Mais pour une raison quelconque, il se sentit mal à l'aise à l'intérieur et activa instinctivement la perception énergétique générale niv. 1.
Rien d'anormal dans un rayon d'un mètre.
« Paranoïaque… »
Su Huan marmonna, sur le point d'appeler le suivant, quand un cri vint de devant.
Su Huan leva la tête instinctivement, les pupilles se contractant soudain à la taille d'une tête d'épingle.
Vit seulement une bête de la taille d'un chien moyen passer au-dessus de sa tête, s'abattre directement sur un passager sur le point de monter.
Une morsure, le sang gicla.
La bête n'avait pas de poils sur tout le corps, comme écorchée, chair et sang rouge vif exposés à l'air, vaisseaux sanguins en surface sinueux comme des tuyaux apparents, une paire d'yeux écarlates se contractant légèrement, scannant la prochaine cible.
Elle croisa directement la ligne de mire de Su Huan.
« Bête mutée, chien de sang ! »
Heureux qu'il était en train de récupérer les billets à l'intérieur de la voiture !

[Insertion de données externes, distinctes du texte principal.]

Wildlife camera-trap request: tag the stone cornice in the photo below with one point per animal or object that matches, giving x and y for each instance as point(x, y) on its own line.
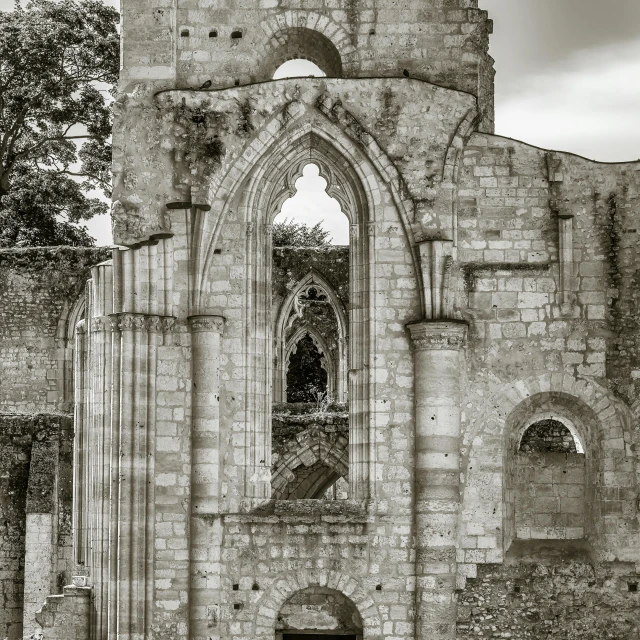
point(206, 323)
point(438, 335)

S'il avait été dehors et pris en embuscade par cette chose, ne serait-ce qu'une touche, il était fini !
Su Huan inspira vivement, cria bas : « Fermez la porte ! »

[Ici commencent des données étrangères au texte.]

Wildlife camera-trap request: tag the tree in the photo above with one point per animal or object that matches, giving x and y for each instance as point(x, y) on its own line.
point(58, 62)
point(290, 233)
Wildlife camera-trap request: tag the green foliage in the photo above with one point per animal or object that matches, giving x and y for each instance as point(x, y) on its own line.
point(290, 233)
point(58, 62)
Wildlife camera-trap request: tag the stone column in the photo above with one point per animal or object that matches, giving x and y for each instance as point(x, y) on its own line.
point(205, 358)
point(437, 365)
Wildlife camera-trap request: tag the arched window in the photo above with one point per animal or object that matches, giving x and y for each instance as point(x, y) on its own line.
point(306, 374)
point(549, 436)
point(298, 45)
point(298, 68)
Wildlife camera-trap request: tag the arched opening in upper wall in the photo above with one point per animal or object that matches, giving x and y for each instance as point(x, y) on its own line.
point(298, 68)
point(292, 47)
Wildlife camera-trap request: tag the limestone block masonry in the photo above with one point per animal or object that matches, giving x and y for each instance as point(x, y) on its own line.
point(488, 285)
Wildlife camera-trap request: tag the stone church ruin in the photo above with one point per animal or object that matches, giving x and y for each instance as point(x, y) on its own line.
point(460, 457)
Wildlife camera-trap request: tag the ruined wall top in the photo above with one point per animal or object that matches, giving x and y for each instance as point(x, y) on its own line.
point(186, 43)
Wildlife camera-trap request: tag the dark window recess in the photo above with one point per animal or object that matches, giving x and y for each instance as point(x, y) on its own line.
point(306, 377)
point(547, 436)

En même temps, il rabattit la fenêtre.
« Bang—gratt »
Des griffes acérées frottèrent contre le verre trempé, émettant un grincement perçant.
Plusieurs passagers se ruèrent à l'intérieur, coururent en hâte vers la voiture arrière, s'appuyèrent contre la portière, observant tendus le chien de sang dehors.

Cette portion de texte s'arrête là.